Kernel crashes on specific Orin NX modules

Hello!

We have some more insights now, which I’d like to share.

  • The crashes also occur on some Orin 8GB modules with an “A23” in the silkscreen label.
    Still, the crashes still seem to occur only on a subset of the modules.

  • I have built a Kernel 6.6. with some memory-related debugging options, including the kernel address sanitizer (KAZAN).
    Now, during each startup on a affected Orin module, a bug report is printed by KASAN, see attached kazan_bugreport.txt
    kasan_bugreport.txt (4.8 KB)

This bugreport is not printed on an Orin module that is not prone to kernel crashes reported on the original post.

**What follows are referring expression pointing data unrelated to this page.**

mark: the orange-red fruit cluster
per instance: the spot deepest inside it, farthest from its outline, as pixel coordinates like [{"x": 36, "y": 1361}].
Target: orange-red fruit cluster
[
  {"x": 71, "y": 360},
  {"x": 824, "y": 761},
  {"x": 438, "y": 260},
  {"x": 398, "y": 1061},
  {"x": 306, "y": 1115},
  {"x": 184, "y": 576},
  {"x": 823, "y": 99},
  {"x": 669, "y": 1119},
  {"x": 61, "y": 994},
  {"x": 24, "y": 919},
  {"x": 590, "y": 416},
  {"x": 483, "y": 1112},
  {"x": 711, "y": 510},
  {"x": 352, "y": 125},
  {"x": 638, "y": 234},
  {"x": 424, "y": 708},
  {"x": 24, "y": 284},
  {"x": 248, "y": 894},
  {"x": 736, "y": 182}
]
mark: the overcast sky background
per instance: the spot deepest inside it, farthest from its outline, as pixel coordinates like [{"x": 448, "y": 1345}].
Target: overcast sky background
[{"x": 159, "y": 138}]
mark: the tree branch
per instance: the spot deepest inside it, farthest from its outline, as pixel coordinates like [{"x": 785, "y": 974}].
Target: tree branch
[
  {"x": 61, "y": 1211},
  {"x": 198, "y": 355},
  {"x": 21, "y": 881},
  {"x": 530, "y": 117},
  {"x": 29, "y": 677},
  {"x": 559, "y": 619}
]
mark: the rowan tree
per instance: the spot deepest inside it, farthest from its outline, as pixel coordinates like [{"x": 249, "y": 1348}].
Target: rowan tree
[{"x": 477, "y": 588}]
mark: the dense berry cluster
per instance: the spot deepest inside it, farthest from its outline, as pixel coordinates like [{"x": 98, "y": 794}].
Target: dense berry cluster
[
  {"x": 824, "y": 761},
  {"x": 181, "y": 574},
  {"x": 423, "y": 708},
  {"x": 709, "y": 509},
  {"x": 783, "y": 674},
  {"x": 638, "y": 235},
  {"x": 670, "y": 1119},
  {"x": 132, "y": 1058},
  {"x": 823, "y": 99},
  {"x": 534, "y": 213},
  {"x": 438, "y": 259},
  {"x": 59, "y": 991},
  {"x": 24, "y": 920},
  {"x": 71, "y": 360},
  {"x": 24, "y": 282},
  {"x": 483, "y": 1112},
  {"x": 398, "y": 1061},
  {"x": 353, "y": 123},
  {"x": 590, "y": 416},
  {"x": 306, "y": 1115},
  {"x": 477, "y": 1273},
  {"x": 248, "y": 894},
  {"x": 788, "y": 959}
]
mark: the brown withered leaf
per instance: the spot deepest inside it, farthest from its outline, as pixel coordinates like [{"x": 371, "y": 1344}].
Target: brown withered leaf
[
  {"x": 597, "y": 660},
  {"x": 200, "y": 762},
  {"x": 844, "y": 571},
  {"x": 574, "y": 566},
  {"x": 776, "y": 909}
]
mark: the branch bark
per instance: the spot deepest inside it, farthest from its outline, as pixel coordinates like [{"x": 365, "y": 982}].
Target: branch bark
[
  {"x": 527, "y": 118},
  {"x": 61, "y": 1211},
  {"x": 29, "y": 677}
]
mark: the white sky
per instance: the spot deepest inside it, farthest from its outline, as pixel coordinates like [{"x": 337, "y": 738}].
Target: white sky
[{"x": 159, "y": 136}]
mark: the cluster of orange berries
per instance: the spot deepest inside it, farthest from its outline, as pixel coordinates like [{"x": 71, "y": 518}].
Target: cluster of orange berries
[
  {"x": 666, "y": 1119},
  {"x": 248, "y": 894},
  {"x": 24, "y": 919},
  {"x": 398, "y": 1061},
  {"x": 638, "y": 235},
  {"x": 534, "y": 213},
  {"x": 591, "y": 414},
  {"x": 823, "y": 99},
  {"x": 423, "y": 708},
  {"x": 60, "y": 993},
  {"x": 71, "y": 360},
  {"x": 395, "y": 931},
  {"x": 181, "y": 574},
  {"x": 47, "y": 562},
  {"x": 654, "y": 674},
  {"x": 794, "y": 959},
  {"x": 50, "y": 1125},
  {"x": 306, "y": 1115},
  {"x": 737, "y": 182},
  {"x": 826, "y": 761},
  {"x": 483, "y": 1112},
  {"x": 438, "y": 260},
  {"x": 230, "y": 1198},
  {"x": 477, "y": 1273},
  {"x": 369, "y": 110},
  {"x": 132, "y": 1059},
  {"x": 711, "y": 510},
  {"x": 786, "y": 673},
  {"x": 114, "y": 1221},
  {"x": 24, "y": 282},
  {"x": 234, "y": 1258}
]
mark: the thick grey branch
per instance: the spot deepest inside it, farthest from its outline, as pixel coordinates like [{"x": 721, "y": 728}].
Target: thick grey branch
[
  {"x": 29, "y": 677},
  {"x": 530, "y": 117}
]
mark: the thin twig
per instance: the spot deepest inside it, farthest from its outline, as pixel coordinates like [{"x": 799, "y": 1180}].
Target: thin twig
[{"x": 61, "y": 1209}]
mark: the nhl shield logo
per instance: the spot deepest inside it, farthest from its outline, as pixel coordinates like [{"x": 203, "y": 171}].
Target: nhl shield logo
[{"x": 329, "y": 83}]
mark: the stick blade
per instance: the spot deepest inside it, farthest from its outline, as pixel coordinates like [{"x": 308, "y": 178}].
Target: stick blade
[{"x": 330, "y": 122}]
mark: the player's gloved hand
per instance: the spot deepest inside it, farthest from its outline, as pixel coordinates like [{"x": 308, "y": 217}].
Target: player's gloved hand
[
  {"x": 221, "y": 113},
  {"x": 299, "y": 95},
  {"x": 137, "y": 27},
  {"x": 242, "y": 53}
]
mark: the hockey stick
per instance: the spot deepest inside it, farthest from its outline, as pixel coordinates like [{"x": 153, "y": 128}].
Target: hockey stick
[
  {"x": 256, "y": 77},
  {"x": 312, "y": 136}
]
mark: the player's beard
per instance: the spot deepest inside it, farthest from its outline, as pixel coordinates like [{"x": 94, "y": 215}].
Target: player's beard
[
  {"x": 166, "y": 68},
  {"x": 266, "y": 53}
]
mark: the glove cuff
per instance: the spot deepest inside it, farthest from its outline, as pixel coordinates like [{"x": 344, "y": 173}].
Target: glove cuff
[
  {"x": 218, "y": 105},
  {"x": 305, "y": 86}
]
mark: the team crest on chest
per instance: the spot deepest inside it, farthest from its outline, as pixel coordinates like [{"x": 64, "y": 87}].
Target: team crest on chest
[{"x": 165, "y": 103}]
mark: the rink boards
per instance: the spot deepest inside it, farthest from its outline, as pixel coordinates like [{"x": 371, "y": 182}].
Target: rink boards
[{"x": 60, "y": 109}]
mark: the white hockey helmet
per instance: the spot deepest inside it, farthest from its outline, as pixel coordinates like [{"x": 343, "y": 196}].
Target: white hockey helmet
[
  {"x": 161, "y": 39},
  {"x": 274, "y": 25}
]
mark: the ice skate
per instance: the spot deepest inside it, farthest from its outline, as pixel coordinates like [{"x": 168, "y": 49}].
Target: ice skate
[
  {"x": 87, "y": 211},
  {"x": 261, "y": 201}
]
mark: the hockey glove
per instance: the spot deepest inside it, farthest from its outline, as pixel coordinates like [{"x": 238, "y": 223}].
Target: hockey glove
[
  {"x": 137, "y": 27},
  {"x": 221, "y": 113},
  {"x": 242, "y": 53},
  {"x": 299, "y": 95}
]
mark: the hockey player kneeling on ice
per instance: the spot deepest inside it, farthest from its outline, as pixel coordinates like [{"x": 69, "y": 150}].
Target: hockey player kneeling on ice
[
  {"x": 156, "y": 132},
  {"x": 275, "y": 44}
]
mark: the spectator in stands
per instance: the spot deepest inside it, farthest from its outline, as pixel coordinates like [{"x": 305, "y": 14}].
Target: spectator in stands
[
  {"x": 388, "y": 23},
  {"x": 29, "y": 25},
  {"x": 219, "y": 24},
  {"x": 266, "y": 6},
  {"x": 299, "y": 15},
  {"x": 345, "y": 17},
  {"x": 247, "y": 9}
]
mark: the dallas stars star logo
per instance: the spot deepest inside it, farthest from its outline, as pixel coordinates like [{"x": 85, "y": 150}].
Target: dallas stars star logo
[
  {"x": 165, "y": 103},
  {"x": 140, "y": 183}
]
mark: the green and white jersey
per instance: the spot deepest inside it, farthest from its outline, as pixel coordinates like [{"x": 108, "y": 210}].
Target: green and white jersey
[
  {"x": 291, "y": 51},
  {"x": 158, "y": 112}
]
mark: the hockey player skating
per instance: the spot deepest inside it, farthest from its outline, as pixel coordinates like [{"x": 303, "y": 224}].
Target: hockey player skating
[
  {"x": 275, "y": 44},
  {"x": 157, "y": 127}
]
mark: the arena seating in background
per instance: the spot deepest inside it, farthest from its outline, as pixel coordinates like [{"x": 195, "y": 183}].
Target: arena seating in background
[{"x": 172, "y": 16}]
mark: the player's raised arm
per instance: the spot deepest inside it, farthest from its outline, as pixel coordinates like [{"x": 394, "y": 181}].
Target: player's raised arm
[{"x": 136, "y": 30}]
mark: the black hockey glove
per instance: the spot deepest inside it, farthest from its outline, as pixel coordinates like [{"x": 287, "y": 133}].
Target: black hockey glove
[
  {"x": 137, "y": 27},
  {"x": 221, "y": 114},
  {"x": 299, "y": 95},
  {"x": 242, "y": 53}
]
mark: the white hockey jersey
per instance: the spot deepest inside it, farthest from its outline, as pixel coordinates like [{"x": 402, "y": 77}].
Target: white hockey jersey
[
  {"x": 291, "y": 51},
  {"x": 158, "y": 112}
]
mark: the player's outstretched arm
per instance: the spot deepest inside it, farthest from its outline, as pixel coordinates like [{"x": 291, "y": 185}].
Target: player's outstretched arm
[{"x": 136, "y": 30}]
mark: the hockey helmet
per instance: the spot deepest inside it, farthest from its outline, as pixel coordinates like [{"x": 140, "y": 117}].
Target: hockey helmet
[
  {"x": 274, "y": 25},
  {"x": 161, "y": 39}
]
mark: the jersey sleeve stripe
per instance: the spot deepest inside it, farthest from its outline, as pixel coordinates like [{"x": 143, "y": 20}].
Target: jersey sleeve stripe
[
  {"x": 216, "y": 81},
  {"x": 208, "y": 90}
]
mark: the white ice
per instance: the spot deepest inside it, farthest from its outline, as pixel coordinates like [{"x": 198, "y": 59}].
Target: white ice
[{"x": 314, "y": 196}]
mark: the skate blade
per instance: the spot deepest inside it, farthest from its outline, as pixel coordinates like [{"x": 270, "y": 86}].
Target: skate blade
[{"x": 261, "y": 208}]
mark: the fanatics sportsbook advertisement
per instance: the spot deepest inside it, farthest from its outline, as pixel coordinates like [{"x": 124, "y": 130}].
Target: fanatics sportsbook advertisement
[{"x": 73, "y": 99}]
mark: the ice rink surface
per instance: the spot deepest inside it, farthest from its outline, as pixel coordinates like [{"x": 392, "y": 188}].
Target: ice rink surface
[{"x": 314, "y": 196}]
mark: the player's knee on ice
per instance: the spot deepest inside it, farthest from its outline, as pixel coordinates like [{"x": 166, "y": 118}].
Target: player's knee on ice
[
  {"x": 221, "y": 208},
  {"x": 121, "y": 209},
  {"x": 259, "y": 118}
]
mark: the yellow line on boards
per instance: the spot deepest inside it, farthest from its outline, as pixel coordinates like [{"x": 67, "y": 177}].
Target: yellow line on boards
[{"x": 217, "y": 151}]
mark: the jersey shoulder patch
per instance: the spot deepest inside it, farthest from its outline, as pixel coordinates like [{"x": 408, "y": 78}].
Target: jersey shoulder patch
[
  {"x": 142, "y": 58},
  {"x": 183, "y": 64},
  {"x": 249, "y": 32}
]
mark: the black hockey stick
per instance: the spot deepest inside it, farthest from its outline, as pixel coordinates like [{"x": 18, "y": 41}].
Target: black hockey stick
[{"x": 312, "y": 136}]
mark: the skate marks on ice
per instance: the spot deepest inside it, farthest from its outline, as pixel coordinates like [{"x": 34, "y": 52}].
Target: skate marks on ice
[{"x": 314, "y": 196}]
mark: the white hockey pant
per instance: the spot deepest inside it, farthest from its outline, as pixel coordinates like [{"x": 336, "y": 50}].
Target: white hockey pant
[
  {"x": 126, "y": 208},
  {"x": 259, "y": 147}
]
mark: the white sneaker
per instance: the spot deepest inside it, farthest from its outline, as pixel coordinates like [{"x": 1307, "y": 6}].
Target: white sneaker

BUG: KASAN: slab-out-of-bounds in nvgpu_gr_config_init+0x1468/0x1df8 [nvgpu]
[   17.210205] BUG: KASAN: slab-out-of-bounds in nvgpu_gr_config_init+0x1468/0x1df8 [nvgpu]
[   17.211220] Write of size 8 at addr ffff000090c5bf40 by task nvpmodel/934
[   17.211414] 
[   17.211462] CPU: 0 PID: 934 Comm: nvpmodel Tainted: G           O       6.6.23-<our_kernel_branch> #1
[   17.212944] Hardware name: <Our machine> with Orin NX 8 GB/Jetson, BIOS v36.4.0 10/01/2024
[   17.217289] Call trace:
...
[   17.241437]  nvgpu_gr_config_init+0x1468/0x1df8 [nvgpu]
[   17.246687]  gr_init_support_impl+0x120/0x6a8 [nvgpu]
[   17.251850]  nvgpu_gr_init_support+0x148/0x348 [nvgpu]
...
[   17.489325] The buggy address belongs to the object at ffff000090c5bf38
[   17.489325]  which belongs to the cache kmalloc-8 of size 8
[   17.501050] The buggy address is located 0 bytes to the right of
[   17.501050]  allocated 8-byte region [ffff000090c5bf38, ffff000090c5bf40)
...

I have tried to track the origin of the reported issue, and it looks like it occurs in this line
https://nv-tegra.nvidia.com/r/gitweb?p=linux-nvgpu.git;a=blob;f=drivers/gpu/nvgpu/common/gr/gr_config.c;h=c86bba610c6b1aa57da81824a0128a104e3cd0ae;hb=8a0a5345705e069e398a79dbcba96c5db54a37f1#l699
(apparently same code in BSP 36.4.0 and 36.4.4)

There, an array index “1” is write-accessed, but with debug-logging I found out that the array only was allocated to hold one element about 10 lines above, so this is apparently an array-out-of-bounds access issue.

I can imagine that if the reported nvgpu driver writes data to where it’s not supposed to, then a heap corruption occurs, which could theoretically cause crashes reported above.

I wonder, why this only happens on some specific Orin modules, and not on others.


Edit 2025-04-15: Fixed the link to the OOT module source code.